Thinking back to their video for "Hungry for the Power," with its stylish mix of American Psycho perversion and urban couture, I reasoned that a good portion of the crowd came strictly with this visual in mind. As such, disappointment struck when I noticed that the turntables were set-up right at the front of the stage: Vocalists Fritz Helder & Cedric Gasiada would not be performing with them that night (apparently due to ongoing visa issues that have plagued their American tour dates before. A word of advice: always check for the word "LIVE" on the bill). Adding to that frustration was a noticeable lack of sub-bass, a situation that didn't improve as hoped when the warm-up DJ, JDH, handed over the decks.
The gripes began to subside, however, when the duo opened things with Wendy Carlos's theme from A Clockwork Orange. They quickly cut the power on the turntable, letting the record wind down into detuned sludge before taking us directly into the jacking zone. What followed was a near flawless selection of seedy, drum machine-heavy records played at low BPMs, which fit exceedingly well, both as a primer into the darker sides of Chicago and Detroit, and as the soundtrack to what felt like an impromptu magazine spread for a glossy magazine. Eventually the lights dimmed so that only the faintest glimmer crept out of the bar-side chandelier. The vibe culminated with the heavy, strobing arpeggios of Azari & III's own "Manhooker," the sharp ticks of an 808 in slow-motion invoking a lost 13th hour, that moody kind of haze locked in the deepest part of a night, despite it only being somewhere around 2 AM.
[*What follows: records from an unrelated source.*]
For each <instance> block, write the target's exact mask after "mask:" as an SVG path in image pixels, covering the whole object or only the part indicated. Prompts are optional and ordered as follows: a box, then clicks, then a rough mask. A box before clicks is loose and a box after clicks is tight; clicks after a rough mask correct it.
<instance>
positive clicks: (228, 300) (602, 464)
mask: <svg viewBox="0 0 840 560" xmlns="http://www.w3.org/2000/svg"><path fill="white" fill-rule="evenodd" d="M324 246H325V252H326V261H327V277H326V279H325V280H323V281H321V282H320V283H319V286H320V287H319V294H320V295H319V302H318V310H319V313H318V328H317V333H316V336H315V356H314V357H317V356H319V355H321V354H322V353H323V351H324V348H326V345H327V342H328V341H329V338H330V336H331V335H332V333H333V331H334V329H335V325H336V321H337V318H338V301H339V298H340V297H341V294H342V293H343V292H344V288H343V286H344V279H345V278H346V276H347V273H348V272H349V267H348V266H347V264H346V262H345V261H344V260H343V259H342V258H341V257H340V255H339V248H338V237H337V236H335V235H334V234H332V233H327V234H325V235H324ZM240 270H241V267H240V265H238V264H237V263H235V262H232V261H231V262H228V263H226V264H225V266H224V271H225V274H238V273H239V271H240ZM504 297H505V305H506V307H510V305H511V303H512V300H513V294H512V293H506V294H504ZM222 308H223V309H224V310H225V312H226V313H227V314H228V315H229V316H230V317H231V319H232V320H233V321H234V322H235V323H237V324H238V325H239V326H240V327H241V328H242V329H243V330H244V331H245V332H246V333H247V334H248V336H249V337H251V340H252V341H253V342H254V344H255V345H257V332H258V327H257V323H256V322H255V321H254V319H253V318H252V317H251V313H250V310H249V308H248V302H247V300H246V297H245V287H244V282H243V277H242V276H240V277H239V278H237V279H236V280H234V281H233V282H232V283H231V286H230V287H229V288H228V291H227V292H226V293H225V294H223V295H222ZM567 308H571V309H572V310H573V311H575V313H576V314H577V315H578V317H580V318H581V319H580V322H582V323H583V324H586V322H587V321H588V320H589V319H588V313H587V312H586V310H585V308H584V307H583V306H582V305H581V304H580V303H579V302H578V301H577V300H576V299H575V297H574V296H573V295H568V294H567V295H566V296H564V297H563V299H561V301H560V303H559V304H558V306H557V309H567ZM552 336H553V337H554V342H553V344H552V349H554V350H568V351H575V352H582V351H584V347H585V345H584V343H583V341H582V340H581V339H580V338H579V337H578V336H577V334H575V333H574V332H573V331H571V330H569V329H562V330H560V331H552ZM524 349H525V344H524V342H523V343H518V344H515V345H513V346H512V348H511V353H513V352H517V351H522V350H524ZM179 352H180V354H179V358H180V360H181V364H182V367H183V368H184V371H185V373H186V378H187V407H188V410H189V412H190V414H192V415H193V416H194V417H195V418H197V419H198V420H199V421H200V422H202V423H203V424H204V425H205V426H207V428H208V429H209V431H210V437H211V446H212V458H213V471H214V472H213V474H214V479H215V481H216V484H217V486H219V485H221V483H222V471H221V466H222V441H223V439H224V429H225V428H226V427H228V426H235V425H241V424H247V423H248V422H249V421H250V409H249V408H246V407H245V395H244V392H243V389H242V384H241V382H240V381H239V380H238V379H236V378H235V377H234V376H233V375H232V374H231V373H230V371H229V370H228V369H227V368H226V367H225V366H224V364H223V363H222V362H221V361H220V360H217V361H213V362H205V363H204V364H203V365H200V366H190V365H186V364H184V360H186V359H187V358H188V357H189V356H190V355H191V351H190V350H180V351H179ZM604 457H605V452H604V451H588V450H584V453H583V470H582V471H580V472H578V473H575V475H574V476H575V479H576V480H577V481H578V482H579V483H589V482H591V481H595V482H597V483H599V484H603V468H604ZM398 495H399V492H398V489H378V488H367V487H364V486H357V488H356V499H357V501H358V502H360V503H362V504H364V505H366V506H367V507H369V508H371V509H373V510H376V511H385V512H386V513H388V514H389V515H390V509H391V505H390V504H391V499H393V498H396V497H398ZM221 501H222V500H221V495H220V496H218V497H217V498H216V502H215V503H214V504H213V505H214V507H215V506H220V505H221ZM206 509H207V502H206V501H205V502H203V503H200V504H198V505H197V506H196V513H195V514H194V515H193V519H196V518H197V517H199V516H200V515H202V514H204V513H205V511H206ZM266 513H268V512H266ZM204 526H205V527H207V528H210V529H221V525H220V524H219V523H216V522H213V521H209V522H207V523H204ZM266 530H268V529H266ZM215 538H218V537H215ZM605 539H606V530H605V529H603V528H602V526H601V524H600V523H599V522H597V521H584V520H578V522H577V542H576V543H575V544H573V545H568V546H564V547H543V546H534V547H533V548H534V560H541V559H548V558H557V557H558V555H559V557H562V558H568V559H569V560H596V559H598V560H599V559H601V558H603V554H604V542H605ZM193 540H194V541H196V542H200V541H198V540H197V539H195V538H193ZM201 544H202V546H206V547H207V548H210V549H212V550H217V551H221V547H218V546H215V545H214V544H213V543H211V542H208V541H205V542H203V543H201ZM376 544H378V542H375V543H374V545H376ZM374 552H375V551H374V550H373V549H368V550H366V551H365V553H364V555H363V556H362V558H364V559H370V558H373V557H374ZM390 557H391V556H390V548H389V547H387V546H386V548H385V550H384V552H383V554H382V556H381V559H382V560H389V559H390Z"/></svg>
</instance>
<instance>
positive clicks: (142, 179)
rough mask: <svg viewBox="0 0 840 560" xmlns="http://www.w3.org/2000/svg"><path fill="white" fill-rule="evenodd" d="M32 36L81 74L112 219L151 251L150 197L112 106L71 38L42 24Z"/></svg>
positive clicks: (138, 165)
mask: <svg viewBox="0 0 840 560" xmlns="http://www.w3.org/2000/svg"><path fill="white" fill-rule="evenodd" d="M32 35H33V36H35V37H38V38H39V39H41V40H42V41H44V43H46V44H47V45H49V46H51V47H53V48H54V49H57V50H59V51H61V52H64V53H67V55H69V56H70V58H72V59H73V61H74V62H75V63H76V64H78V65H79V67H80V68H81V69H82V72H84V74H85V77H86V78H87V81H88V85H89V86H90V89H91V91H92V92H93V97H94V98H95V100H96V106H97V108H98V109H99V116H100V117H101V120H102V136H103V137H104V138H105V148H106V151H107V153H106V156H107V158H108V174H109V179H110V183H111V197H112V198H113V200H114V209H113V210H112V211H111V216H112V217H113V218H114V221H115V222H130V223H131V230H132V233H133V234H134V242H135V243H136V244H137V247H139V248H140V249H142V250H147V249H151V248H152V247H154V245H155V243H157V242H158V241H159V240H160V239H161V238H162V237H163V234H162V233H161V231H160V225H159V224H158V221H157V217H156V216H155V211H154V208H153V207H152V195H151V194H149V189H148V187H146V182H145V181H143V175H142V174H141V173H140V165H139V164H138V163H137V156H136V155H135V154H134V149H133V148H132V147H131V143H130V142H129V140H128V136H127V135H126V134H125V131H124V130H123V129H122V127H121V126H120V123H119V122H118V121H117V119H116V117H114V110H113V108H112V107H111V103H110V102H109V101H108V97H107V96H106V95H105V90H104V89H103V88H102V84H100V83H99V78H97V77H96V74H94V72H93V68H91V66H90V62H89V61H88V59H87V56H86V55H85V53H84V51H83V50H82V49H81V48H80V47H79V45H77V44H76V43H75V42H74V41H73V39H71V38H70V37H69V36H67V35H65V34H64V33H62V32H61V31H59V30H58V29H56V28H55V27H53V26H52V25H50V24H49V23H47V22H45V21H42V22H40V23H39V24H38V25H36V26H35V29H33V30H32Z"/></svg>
Shortly after, they launched into Adonis's "No Way Back," only to have the amps blow halfway through. The sound stayed dead for over twenty minutes, causing more than half the crowd to vanish into the night. Frustrating, I'm sure. But in a way, it was a perfect litmus test for those who came strictly to let loose. Once the amps fired back on again, the patient among the crowd were rewarded with a markedly different vibe. All the posturing from the first half of the evening gave way to a wider palette, a set ranging from the roaring energy of Sylvester to airy classics from Art of Noise, with the highlight of the night being the unabashedly sunny euphoria of Tensnake's "Coma Cat" dissolving into the swirling cosmic liquid that is Floating Points' "Vacuum Boogie." In this idealized space, music was king, and even the staunchest purists and most "indie-centric" dancers realized "Reckless With Your Love" is already a classic record.